Meteorite hunters on the continent concentrate their searches in these special “stranding zones”.

What they notice, however, is that a mere 0.5% of discoveries are iron meteorites. Based on global statistics, this number should be more like 5.5%.

Blue ice
Image caption: Blue ice: Relentless winds descend off Antarctica’s high interior and clear the ice of snow (USGS)

Dr Geoff Evatt is a mathematician specialising in glacial systems. His work suggests the properties of iron-rich meteorites mean they struggle to break the surface at stranding zones in the same way as stony meteorites.

“As they get nearer to the surface, the iron meteorites see the sun and absorb heat energy, and that allows them to melt back down,” he explained.

“Iron has high thermal conductivity; it transfers heat from its top side to its underside where it can melt the ice below and essentially sink back down.

“That doesn’t happen with the stony-type meteorites because although they absorb the energy, they can’t transfer it as efficiently to their undersides.

“We think there must be a great mass of missing iron meteorites just under 30cm below the surface.”

If the team’s apparatus can identify the right places, it should be fairly straightforward to dig out the meteorites. Prof Tony Peyton works in Manchester’s School of Electrical and Electronic Engineering. He is looking to incorporate fairly standard landmine detectors into a 10m-wide rig that can be pulled across the ice to sense the sunken treasure.

“The issue is not so much signal to noise that we would have in our more extreme and demanding applications; the issue for us is really the ergonomics and practicality of engineering a system that can cover the area that we want and also cope with the environmental factors – the temperature range and the vibration.”

The team has yet to make the decision on where precisely to conduct its search. Logistics demand it be within range of Halley and the expertise of BAS. This means the chosen site is likely to be somewhere along the Shackleton, Argentina or Pensacola ranges.

These territories have largely been ignored by meteorite hunters to date. But from satellite images, it is clear they have extensive areas of dense, blue ice – the kind of ice that has been forced upwards and brushed clean of snow by Antarctica’s relentless winds. Dr Joy plans a reconnaissance to the region in the same season that the detection rig is put through its paces at Halley.

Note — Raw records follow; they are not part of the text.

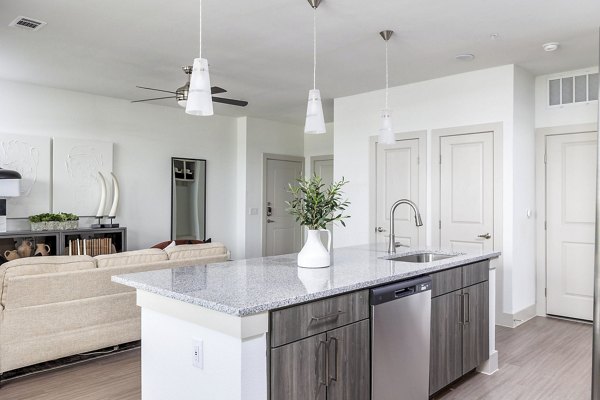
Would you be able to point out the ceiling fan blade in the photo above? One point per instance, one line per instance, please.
(158, 90)
(217, 90)
(239, 103)
(157, 98)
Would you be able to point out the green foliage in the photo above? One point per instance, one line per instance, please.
(315, 205)
(60, 217)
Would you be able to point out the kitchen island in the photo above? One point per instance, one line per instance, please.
(208, 331)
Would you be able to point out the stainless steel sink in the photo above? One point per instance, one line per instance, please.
(421, 257)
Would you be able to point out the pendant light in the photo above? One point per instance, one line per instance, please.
(315, 122)
(386, 132)
(199, 101)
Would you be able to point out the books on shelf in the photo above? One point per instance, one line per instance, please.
(90, 247)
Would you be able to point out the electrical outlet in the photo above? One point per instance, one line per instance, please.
(198, 353)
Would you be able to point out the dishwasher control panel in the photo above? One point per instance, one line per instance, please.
(399, 290)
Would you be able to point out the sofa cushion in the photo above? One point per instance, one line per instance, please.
(131, 258)
(45, 265)
(179, 242)
(195, 251)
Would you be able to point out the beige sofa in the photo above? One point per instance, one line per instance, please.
(53, 307)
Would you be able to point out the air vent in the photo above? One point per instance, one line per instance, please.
(576, 89)
(27, 23)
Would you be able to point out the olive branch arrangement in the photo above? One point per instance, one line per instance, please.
(314, 205)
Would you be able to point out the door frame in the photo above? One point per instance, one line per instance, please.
(261, 213)
(496, 266)
(423, 167)
(313, 159)
(541, 135)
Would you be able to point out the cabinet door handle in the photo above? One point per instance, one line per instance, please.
(335, 364)
(461, 309)
(468, 308)
(324, 363)
(329, 316)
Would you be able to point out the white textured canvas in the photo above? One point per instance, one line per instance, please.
(31, 157)
(76, 163)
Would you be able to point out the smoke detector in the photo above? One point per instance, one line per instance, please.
(27, 23)
(465, 57)
(552, 46)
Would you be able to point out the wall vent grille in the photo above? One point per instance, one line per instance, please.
(27, 23)
(572, 89)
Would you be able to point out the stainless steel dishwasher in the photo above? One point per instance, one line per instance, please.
(400, 333)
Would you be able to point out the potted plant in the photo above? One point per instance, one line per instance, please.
(314, 205)
(51, 222)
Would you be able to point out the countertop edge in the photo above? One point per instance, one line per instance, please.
(261, 308)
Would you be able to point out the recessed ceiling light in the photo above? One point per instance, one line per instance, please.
(552, 46)
(465, 57)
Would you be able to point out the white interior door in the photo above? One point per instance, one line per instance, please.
(398, 178)
(323, 167)
(467, 192)
(570, 218)
(283, 233)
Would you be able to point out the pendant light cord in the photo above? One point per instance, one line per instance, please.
(315, 48)
(200, 29)
(387, 75)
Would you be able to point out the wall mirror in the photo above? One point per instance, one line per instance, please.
(188, 199)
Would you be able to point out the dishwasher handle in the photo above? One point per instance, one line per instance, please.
(395, 291)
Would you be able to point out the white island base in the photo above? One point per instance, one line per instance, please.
(233, 353)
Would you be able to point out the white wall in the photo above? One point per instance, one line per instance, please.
(263, 136)
(318, 145)
(522, 273)
(145, 137)
(572, 114)
(479, 97)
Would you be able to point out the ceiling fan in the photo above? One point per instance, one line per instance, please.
(181, 94)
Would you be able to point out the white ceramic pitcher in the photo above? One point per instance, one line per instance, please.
(314, 254)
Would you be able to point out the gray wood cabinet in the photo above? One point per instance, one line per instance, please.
(459, 324)
(334, 364)
(298, 370)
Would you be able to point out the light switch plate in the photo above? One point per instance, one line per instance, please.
(198, 353)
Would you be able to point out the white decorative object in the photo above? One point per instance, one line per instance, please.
(116, 193)
(31, 157)
(314, 254)
(75, 174)
(315, 280)
(102, 205)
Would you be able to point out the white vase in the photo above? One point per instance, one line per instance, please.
(314, 254)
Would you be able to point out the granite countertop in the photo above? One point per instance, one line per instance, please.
(248, 287)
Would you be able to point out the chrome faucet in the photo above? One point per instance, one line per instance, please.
(418, 222)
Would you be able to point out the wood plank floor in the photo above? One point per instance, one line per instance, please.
(541, 359)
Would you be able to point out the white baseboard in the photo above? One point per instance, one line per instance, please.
(516, 319)
(490, 366)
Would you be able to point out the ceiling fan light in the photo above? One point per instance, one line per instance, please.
(386, 131)
(199, 101)
(315, 121)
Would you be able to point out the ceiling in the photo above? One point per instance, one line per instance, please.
(262, 51)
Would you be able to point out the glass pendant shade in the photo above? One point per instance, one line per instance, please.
(386, 132)
(315, 121)
(199, 101)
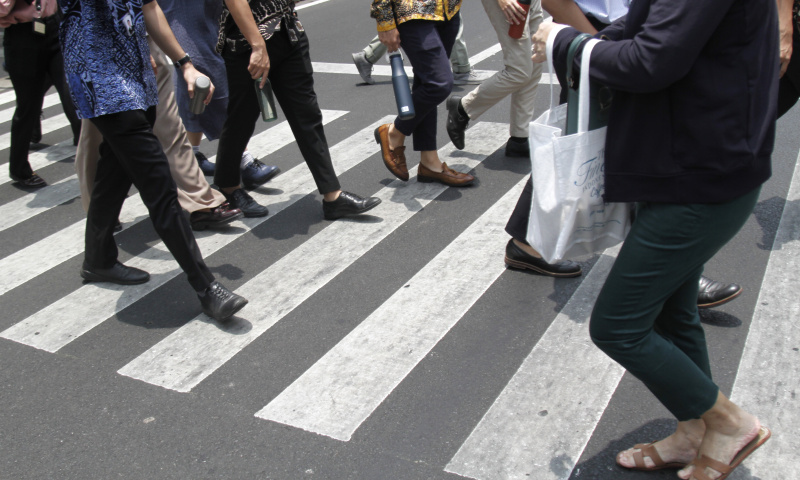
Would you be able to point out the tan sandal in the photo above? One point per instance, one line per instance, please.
(701, 462)
(649, 450)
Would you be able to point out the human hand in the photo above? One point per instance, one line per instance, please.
(390, 38)
(539, 42)
(190, 74)
(259, 64)
(513, 12)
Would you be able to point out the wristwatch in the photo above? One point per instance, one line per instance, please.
(183, 61)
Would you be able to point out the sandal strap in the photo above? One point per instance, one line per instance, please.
(700, 464)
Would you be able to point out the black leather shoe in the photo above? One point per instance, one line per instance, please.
(518, 258)
(119, 274)
(215, 218)
(206, 165)
(518, 149)
(34, 181)
(456, 122)
(714, 294)
(242, 200)
(220, 303)
(348, 204)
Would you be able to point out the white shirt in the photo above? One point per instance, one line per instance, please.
(604, 10)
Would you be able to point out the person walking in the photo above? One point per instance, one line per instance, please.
(702, 178)
(115, 88)
(426, 30)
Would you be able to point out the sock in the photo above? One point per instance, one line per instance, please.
(247, 159)
(461, 110)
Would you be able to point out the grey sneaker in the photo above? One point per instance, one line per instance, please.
(466, 78)
(364, 67)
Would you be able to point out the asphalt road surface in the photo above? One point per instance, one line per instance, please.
(395, 345)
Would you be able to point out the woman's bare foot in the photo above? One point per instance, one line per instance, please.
(679, 448)
(728, 430)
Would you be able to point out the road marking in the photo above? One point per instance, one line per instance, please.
(65, 244)
(769, 372)
(542, 420)
(44, 157)
(48, 125)
(193, 352)
(92, 304)
(39, 201)
(341, 390)
(49, 101)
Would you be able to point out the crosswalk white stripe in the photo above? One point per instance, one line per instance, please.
(543, 419)
(341, 390)
(65, 244)
(769, 372)
(196, 350)
(49, 101)
(48, 125)
(92, 304)
(43, 158)
(34, 203)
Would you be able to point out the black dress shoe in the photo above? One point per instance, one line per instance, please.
(215, 218)
(713, 293)
(348, 204)
(518, 258)
(518, 149)
(242, 200)
(220, 303)
(34, 181)
(456, 122)
(207, 166)
(119, 274)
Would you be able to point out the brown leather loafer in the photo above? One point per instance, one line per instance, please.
(447, 176)
(395, 160)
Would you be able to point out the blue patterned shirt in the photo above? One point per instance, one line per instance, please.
(106, 57)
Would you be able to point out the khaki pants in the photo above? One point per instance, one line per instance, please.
(519, 76)
(194, 192)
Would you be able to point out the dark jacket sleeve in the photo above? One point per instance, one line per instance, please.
(670, 39)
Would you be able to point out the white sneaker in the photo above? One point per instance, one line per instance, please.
(363, 66)
(466, 78)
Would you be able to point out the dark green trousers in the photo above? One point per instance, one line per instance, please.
(646, 315)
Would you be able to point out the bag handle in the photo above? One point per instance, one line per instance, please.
(583, 88)
(551, 38)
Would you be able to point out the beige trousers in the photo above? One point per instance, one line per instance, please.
(519, 76)
(194, 192)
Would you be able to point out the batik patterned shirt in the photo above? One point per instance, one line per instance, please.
(106, 57)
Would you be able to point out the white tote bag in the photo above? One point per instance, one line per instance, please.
(568, 216)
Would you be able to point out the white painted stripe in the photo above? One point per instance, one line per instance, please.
(340, 391)
(48, 125)
(386, 71)
(65, 244)
(49, 101)
(92, 304)
(49, 252)
(196, 350)
(34, 203)
(310, 4)
(543, 419)
(44, 157)
(769, 373)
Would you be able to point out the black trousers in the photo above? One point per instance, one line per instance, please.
(292, 80)
(34, 61)
(131, 154)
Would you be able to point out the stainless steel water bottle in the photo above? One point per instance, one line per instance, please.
(402, 91)
(201, 87)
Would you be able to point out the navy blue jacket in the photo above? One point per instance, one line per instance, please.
(695, 98)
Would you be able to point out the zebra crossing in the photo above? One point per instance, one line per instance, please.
(544, 416)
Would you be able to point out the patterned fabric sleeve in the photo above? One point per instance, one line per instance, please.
(383, 12)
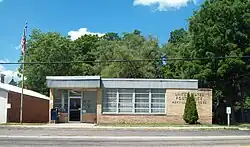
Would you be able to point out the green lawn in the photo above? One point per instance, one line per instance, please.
(158, 125)
(23, 124)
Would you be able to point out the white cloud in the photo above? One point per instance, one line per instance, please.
(9, 74)
(81, 32)
(164, 5)
(18, 47)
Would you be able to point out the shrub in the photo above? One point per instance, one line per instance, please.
(190, 113)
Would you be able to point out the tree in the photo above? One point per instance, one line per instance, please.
(190, 113)
(177, 35)
(46, 47)
(221, 28)
(131, 46)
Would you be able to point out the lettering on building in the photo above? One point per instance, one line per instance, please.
(180, 98)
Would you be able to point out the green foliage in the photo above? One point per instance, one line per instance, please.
(190, 113)
(218, 28)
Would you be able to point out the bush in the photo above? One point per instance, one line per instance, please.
(190, 113)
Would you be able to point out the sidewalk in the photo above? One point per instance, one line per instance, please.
(94, 126)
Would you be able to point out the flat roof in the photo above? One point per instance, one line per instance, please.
(98, 82)
(139, 79)
(73, 77)
(8, 87)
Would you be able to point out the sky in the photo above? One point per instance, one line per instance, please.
(79, 17)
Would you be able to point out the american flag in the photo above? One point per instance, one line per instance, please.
(23, 41)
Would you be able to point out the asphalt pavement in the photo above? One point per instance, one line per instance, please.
(54, 137)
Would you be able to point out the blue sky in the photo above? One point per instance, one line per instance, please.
(156, 17)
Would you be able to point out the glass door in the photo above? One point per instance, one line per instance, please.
(75, 109)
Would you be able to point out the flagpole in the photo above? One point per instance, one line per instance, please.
(23, 51)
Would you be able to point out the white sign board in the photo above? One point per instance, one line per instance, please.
(228, 110)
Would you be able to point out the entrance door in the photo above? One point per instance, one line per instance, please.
(75, 109)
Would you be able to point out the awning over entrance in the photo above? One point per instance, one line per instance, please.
(73, 81)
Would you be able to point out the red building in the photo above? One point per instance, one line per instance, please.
(35, 105)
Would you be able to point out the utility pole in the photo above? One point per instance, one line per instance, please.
(23, 44)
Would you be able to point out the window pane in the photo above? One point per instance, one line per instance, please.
(158, 91)
(142, 110)
(126, 100)
(74, 93)
(110, 100)
(142, 91)
(158, 100)
(141, 105)
(158, 110)
(157, 105)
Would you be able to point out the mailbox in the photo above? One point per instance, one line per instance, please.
(54, 114)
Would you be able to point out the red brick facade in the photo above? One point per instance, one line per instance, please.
(35, 110)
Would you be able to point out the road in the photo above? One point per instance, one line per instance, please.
(54, 137)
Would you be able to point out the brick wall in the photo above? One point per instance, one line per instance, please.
(175, 104)
(35, 110)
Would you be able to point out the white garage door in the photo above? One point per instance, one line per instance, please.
(3, 110)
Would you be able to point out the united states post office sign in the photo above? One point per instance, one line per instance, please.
(181, 97)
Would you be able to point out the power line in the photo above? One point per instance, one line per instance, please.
(138, 60)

Nasa has just announced the Psyche space mission which will visit an iron asteroid. That’s going to a body made of exactly the type of material we hope to be collecting in Antarctica,” she said.

“Understanding the differences and similarities between what Psyche samples in-situ and what we see in meteorites in Antarctica is going to be critical to unlocking some of the secrets of the earliest days of the Solar System.”